The U.S. debt-ceiling deal has unleashed the biggest wave of municipal borrowing since July, driving local bonds to the cheapest in almost two months versus Treasuries and luring buyers such as Deutsche Bank AG’s private-wealth unit.

The borrowing spike has prevented munis from keeping pace with a Treasuries rally after the 16-day federal shutdown that ended Oct. 17. The yield on 10-year munis reached about 111 percent of that on federal securities this week, the most since Aug. 29, data compiled by Bloomberg show. That signals a buy to investors betting the supply wave won’t last.

“Given the elevated muni-Treasury yield ratios and a large increase in supply, this presents itself as an opportunity for the municipal investor,” said Gary Pollack, who oversees $6 billion of munis as head of fixed income for the Deutsche Bank unit in New York. He said his company has been buying bonds from issuers in the primary market this week.
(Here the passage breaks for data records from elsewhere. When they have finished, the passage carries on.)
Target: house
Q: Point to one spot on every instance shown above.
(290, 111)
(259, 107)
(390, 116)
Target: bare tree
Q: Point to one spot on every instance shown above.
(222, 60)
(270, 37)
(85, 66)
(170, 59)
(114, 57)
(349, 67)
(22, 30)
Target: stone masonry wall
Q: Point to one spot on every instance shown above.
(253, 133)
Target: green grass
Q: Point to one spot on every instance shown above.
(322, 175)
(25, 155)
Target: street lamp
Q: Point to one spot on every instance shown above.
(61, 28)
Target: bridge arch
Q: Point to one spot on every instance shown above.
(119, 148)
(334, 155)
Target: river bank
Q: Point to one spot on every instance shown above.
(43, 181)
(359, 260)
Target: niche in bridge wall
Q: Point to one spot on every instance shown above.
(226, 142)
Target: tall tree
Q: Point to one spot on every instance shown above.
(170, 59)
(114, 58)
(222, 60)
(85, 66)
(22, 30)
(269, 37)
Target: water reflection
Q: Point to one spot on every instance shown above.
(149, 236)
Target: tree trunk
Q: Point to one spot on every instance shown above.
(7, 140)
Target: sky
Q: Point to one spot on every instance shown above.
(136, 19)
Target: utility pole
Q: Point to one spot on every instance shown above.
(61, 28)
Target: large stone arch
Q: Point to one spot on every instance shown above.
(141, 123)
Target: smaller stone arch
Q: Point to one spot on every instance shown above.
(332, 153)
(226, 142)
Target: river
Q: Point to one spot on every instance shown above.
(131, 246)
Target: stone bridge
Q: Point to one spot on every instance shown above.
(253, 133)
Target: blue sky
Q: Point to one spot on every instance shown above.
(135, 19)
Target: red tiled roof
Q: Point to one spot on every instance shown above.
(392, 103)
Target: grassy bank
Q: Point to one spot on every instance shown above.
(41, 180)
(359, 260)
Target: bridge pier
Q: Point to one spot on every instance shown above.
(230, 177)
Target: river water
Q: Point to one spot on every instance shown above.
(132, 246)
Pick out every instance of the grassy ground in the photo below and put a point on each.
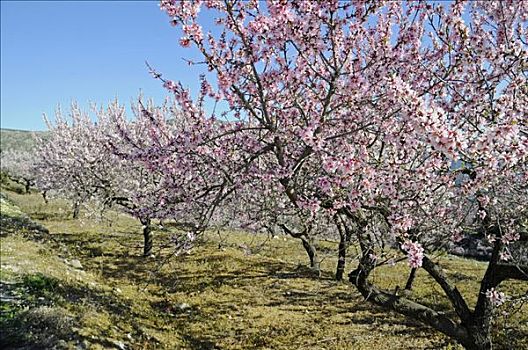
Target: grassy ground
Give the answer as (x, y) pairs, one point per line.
(85, 286)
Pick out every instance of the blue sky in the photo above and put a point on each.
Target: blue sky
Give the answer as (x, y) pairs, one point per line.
(90, 51)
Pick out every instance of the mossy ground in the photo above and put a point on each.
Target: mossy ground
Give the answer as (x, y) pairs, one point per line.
(234, 291)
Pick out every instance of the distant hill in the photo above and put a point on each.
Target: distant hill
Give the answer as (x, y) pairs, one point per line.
(21, 140)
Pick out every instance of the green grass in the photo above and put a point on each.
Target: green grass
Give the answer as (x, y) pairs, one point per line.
(221, 296)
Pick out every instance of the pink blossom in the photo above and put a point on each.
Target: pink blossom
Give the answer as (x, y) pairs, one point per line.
(414, 253)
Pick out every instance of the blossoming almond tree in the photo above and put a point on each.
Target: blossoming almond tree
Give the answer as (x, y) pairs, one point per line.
(404, 123)
(81, 160)
(18, 165)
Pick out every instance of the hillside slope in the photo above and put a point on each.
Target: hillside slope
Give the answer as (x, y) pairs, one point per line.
(85, 286)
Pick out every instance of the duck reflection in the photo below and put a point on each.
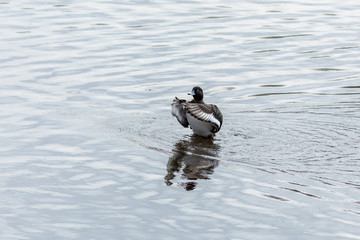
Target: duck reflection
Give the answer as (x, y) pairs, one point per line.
(192, 158)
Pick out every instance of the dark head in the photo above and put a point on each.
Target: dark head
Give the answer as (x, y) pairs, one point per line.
(197, 93)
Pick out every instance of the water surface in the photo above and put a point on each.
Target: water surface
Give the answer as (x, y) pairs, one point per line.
(89, 149)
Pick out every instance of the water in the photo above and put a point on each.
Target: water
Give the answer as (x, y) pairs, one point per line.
(89, 149)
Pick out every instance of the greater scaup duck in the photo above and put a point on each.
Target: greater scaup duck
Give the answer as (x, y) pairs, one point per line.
(204, 119)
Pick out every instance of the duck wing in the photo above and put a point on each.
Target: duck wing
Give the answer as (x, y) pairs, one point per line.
(178, 109)
(207, 113)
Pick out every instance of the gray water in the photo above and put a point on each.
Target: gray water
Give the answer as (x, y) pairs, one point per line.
(89, 149)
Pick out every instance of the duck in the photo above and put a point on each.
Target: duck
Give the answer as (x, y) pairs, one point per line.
(204, 119)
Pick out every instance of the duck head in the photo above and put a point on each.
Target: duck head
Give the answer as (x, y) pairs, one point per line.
(197, 93)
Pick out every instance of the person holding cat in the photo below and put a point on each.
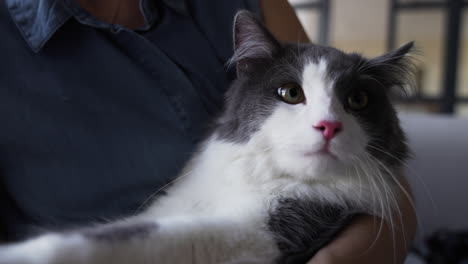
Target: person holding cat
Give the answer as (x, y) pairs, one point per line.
(102, 101)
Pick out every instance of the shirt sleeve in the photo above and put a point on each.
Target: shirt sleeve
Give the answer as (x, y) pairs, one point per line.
(215, 19)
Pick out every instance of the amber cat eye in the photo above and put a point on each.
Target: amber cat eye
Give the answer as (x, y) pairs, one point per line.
(291, 93)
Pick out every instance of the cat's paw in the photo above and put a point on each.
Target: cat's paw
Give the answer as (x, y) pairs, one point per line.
(35, 251)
Led by California, localities are offering $8.1 billion of debt this week, the most since mid-July, Bloomberg data show. The $3.7 trillion municipal market has earned about 0.1 percent this month, compared with 0.6 percent for Treasuries, Bank of America Merrill Lynch data show.

2013 Trails

Even California’s issuance isn’t enough to push annual volume above last year. Bank of America Merrill Lynch and RBC Capital Markets forecast the second-lowest annual volume since 2008, and issuance is down almost 17 percent from 2012.

Predictions that supply will ebb may bolster confidence in munis’ performance this quarter. Local debt has gained in the year’s final three months in seven of the past 10 years, according to Bank of America data.

Phil Fischer, head of muni research at Bank of America, and Chris Mauro, head of muni strategy at RBC, project 2013 issuance at $325 billion to $330 billion. That would be the second-smallest total in the past five years and down from $352 billion in 2012.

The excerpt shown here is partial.